General Reports of March 1821 and 1822 (17) show steady reductions of expenditure (£7,966 to £6,655) and in numbers in the Workhouse (180 in 1820, 153 in 1821, and 104 in 1822) but these are possibly as much a reflection of improving economic conditions as of Select Vestry.
The framework and the policy of poor law administration was thereby virtually completed, in the form in which it met the radical 1830s. There would appear to have been sufficient division of responsibilities, between magistrates, overseers, Select Vestry, and General Vestry, to have created the conditions for the battles that were to come.
There was a clear difference between the membership of the Corporation on one hand and the men who were active in the affairs of the Improvement Commission and the Vestry on the other. Whereas the largest millowners were members of the Corporation (three of the Horrocks family, Thomas Miller and William Taylor, along with Jacson, the senior and junior John Paleys, William Ainsworth and Thomas German and his partner William Petty), only Taylor figures in the affairs of either of the other bodies in 1825.
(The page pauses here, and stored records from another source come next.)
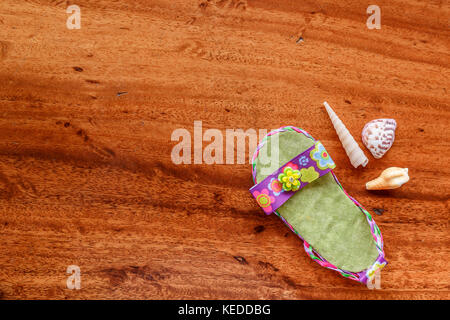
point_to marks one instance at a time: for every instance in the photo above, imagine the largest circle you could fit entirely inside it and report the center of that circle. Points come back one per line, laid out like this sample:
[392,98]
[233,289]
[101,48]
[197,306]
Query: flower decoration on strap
[289,178]
[276,188]
[321,156]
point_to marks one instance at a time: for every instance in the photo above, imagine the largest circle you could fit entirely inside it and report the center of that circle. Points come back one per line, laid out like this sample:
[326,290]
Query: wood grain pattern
[86,176]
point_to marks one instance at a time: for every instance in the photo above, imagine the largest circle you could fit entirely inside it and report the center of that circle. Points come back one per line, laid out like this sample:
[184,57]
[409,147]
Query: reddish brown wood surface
[86,176]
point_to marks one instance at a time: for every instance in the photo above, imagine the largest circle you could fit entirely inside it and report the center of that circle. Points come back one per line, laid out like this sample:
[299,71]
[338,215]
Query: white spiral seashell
[354,152]
[390,178]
It is significantly more difficult to find the occupations of the twenty members of the Select Vestry by running a finger casually down the Directory list of ‘Gentry. (etc)’: they were on the margin of that class and have to be hunted amongst the trades (18). Five were cotton men, only two of them, including Taylor, identified with mills; the other three were warehouse cambric manufacturers employing handloom weavers. None was a banker but two were banker’s clerks. The others (as far as they are identifiable) included two woollen drapers, a grocer, a joiner and builder, a plasterer, a plumber, a tea dealer and tobacco manufacturer, and one ‘joiner (weavers)’. Chairman of the General Vestry which elected these men was Samuel Crane, linen draper and tea dealer (19) who chaired a Commissioners’ meeting next month.
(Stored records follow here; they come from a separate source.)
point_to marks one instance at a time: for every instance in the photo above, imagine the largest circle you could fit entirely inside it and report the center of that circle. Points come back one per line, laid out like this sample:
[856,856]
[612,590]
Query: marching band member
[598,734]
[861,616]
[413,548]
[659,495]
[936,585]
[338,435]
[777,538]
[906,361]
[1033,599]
Identification of active Improvement Commissioners presents a similar problem, but in this case membership lacks fixed definition. They turned up when it suited them, like the mayor, Nicholas Grimshaw, who came in April 1825 ([?]) to plead for improvement of Marsh Lane on behalf of his nephews who owned property there, but normally left business in the hands of a conscientiously regular minority. Thomas Clarke, for example, the most regular chairman for at least twenty years up to 1847, was a Church Street woollen draper, and at the meeting attended by Grimshaw rapidly silenced an unnamed commissioner who complained about expenditure, by telling him he should have attended meetings and voted against grants of money.
If anything, the Select Vestrymen and the Commissioners were hostile to the master manufacturers. In June 1825 Peter Haydock insinuated that expensive plans for improvements of the workhouse were advanced to serve the convenience of master manufacturers who were discharging their hands at that time (20); and in 1834 Isaac Wilcockson objected to the omission of factories from a new plan of rate assessment – ‘factory property… ought to be assessed at the highest description of property’. (21)
The Corporation did not tax the inhabitants, while the Vestry and the Commission, which did, though efficient and conscientious within their limits, lacked weight.